Minimally reproducible example

A simple loop such as the one below is enough to create a steady increase of the binary's resident set size, while I would expect the memory usage to pretty much constant in this example.

use rust_htslib::faidx;
use rand::{thread_rng, Rng};

fn main() {
    let fasta     = std::env::args().nth(1).expect("No reference provided");
    let reference = faidx::Reader::from_path(&fasta).unwrap();

    let mut rng = thread_rng();
    loop {
        // ---- Fetch a random chromosome, position and read length within a reference genome 
        let chr   = rng.gen_range(1..=22u32).to_string();
        let len   = rng.gen_range(10..50usize);
        let start = rng.gen_range(0..100usize - len);
        let refseq = reference.fetch_seq(chr, start, start + len).unwrap();
        println!("{}", unsafe{ std::str::from_utf8_unchecked(refseq)});
    }
}

A small public github repository containing the example above, along with a dummy reference file can be found here: rust-htslib-memleak-mre

Some thoughts:

Of course, I might be completely misusing the fetch_seq() method - hence the '?' in this issue's title. Regardless, be it a safety or documentation issue, I'm thinking this might need some resolving.

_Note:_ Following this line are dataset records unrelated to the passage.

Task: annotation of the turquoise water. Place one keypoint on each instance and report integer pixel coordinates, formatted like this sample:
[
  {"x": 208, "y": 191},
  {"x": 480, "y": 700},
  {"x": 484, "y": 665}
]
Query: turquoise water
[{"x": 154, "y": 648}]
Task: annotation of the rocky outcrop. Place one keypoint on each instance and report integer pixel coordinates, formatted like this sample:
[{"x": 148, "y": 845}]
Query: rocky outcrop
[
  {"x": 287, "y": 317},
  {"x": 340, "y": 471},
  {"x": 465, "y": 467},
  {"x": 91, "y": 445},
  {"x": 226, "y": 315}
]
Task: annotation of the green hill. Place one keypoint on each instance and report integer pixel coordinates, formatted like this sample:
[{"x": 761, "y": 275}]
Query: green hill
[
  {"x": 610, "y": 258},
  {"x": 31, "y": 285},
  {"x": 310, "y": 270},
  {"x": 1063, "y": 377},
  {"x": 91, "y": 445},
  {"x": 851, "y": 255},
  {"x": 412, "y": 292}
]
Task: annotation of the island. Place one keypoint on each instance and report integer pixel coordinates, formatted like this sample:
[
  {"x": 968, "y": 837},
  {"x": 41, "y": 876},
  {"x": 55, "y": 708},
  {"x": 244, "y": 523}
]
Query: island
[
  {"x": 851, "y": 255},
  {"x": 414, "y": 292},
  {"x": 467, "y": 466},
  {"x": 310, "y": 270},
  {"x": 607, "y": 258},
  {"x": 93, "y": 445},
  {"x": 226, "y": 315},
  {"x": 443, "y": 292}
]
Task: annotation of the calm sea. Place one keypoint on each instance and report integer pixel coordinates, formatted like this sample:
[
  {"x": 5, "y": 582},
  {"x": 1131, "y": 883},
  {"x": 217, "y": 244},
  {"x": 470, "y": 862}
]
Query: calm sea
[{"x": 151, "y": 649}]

Anyway, Any help, insight, or suggestion regarding this matter would be greatly appreciated. Also, I'm always happy to contribute on a pull request if requested.

Cheers !

@jts
Copy link
Contributor

jts commented Jul 21, 2023

This looks like a bug to me (and running your example through valgrind). I'm not sure how to fix this without changing the interface to the fetch_seq function since it returns a slice. As a possible fix I removed the fetch_seq function and fixed the leak in fetch_seq_string in this commit: jts@6334e9a. There might be a better way though.

@dlaehnemann
Copy link
Member

dlaehnemann commented Jul 24, 2023

I guess the libc::free(ptr as *mut c_void); is the decisive change, right here:
jts@6334e9a#diff-dd23e4893230213542657967d1811dcd664d135f1bf0f41e1264875b193d086fR88

Wouldn't it be possible to keep the original setup and just do the free like this:

        let cseq = unsafe {
            let ptr = htslib::faidx_fetch_seq64(
                self.inner,                          //*const faidx_t,
                cname.as_ptr(),                      // c_name
                begin as htslib::hts_pos_t,          // p_beg_i
                end as htslib::hts_pos_t,            // p_end_i
                &mut (len_out as htslib::hts_pos_t), //len
            );
            s = ffi::CStr::from_ptr(ptr)
            libc::free(ptr as *mut c_void);
            s
        };

        Ok(cseq.to_bytes())

Also, maybe it makes sense to include the above MRE as a test case, to prevent regressions? But I'm not sure how big the test case is, and how easy it is to test for the memory leak... So it might be more important to get a fix in quickly...

@jts
Copy link
Contributor

jts commented Jul 24, 2023

I don't think that version works because ffi::CStr::from_ptr doesn't make a copy of ptr's data, it only wraps it. So it is no longer valid after the libc::free call. I played around with a few other ideas for keeping the interface the same, but they all required returning a slice referencing a local copy of the data, which the borrow checker didn't allow. That's not to say its impossible, I just wasn't able to make it work.

@dlaehnemann
Copy link
Member

Then what about:

        let cseq = unsafe {
            let ptr = htslib::faidx_fetch_seq64(
                self.inner,                          //*const faidx_t,
                cname.as_ptr(),                      // c_name
                begin as htslib::hts_pos_t,          // p_beg_i
                end as htslib::hts_pos_t,            // p_end_i
                &mut (len_out as htslib::hts_pos_t), //len
            );
            s = ffi::CStr::from_ptr(ptr).to_bytes()
            libc::free(ptr as *mut c_void);
            s
        };

        Ok(cseq)

Does the to_bytes() clone the actual data?

@dlaehnemann
Copy link
Member

And if this doesn't do the trick, maybe a .clone() can? It should be implemented on CStr, see:
https://doc.rust-lang.org/std/ffi/struct.CStr.html#impl-Clone-for-Box%3CCStr,+Global%3E

@jts
Copy link
Contributor

jts commented Jul 24, 2023

I don't think to_bytes() clones. I just tested it (either calling to_bytes() in the return, or the second version that does it in the unsafe block) and valgrind complains about reading the memory block after free was called.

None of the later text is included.